Dein Herz ist nicht besonders (auch nicht, wenn jemand anderes eine Transplantation durchführt)

Obwohl das Herz und die Gefühle eng mit der Populärkultur verbunden sind ("sie sind Dinge des Herzens") und das Herz die Ikone der romantischen Liebe darstellt, Das Herz ist kein besonderes Organ, wenn es um Gefühle geht.

Wir treffen keine rationalen Entscheidungen mit dem Gehirn und keine impulsiven Entscheidungen mit dem Herzen. Wir treffen beide Entscheidungen mit dem Gehirn. Während es stimmt, dass unser Herz angesichts einer sentimentalen Eskalation tobt, geschieht dies auf Befehl des Gehirns, das über das autonome Nervensystem dafür sorgt, dass unser Körper sich darauf vorbereitet, zu fliehen, zu kämpfen oder sich zu paaren.

Der Mythos der Transplantationen

Da das Herz so viele emotionale Konnotationen hat, können wir bei Transplantationen mehr oder weniger gleichmütig sein (weniger bei Mariló Montero), aber nicht im Herzen. Für viele Menschen bei einer Herztransplantation es scheint, dass die Essenz der Person transplantiert wird.

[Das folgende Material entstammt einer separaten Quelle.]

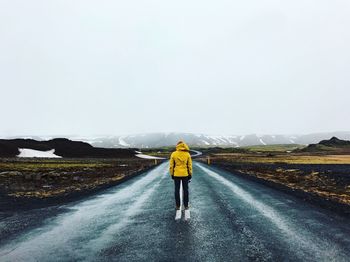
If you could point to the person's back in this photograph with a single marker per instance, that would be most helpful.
(181, 172)
(180, 161)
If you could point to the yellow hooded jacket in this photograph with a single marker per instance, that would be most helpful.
(181, 161)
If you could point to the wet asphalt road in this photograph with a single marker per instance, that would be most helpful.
(232, 219)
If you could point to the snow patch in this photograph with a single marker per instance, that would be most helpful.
(26, 152)
(262, 142)
(148, 157)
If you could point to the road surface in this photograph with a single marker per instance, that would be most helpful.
(232, 219)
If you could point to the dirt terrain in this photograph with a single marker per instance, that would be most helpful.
(28, 179)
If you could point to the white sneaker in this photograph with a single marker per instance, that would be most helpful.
(187, 214)
(178, 214)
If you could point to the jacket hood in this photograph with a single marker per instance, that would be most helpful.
(182, 147)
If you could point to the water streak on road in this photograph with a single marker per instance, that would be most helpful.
(231, 219)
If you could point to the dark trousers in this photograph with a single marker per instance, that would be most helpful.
(184, 181)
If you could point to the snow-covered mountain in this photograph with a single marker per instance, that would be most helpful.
(203, 140)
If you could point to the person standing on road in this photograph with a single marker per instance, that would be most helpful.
(181, 172)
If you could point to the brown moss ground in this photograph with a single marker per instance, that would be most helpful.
(44, 178)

Zeitungen auf der ganzen Welt enthalten anekdotische Geschichten über Herztransplantationen, die behaupten, von einer anderen Persönlichkeit dominiert worden zu sein, als sie das neue Herz erhielten. Es ist auch nicht seltsam, dass Artikel wie "Wohnt die Seele im Herzen?" Oder, wie der Neurologe erklärt Dick Swaab in seinem Buch Wir sind unser Gehirn:

Es gibt auch Anekdoten von Patienten, die nach einer Herztransplantation den Musikgeschmack des Spenders angenommen haben. Ein Mann, der das Herz einer Frau empfing, fühlte plötzlich eine Vorliebe für die Farbe Pink, während er sie vor der Operation hasste. Eine Frau gestand, dass sie, nachdem sie das Herz eines Schachspielers verpflanzt hatte, das Spiel plötzlich perfekt gemeistert hatte. Es gab auch jemanden, der sagte, er habe in Träumen das Gesicht des Mörders seines Spenders gesehen. Geschichten dieser Art werden in einer Zeitschrift veröffentlicht, deren Existenz ich bis vor kurzem nicht kannte: Journal of Near-Death Studies.

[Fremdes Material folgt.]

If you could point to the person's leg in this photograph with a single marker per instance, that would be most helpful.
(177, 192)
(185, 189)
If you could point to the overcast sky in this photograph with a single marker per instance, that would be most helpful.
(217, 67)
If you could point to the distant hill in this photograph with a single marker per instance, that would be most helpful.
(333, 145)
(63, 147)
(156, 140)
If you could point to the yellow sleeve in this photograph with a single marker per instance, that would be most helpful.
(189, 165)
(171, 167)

Das Problem ist, dass all diese Geschichten anekdotisch sind. Und dass die Empfänger des neuen Herzens in allen Fällen auch Informationen von ihren Spendern erhalten hatten, wie z. B. Geschlecht, Alter, Todesursachen und viele andere Details.

Bis eine ordnungsgemäß kontrollierte Untersuchung das Gegenteil beweist, müssen wir aus der verfügbaren klinischen und experimentellen Literatur den Schluss ziehen, dass Unser Charakter liegt in unserem Gehirn, und dass das Herz nur eine Hydraulikpumpe ist, von der wir keine Überreste der Spenderpersönlichkeit erhalten. Eine andere Ursache, aus der viele Menschen etwas anderes vermuten, schlägt Swaab selbst vor:

Eine Herztransplantation ist eine außerordentlich harte, stressige und riskante Operation, die einen großen Einfluss auf das Leben des Patienten hat. Die Person wird in der Regel spiritueller, kann sich für den Tod des Spenders schuldig fühlen und das Gefühl haben, dass er noch in seinem Körper lebt. Darüber hinaus wird sein Verhalten auch durch die wirksamen Medikamente beeinflusst, die verabreicht werden, um die Abstoßung nach einem solchen Eingriff zu hemmen.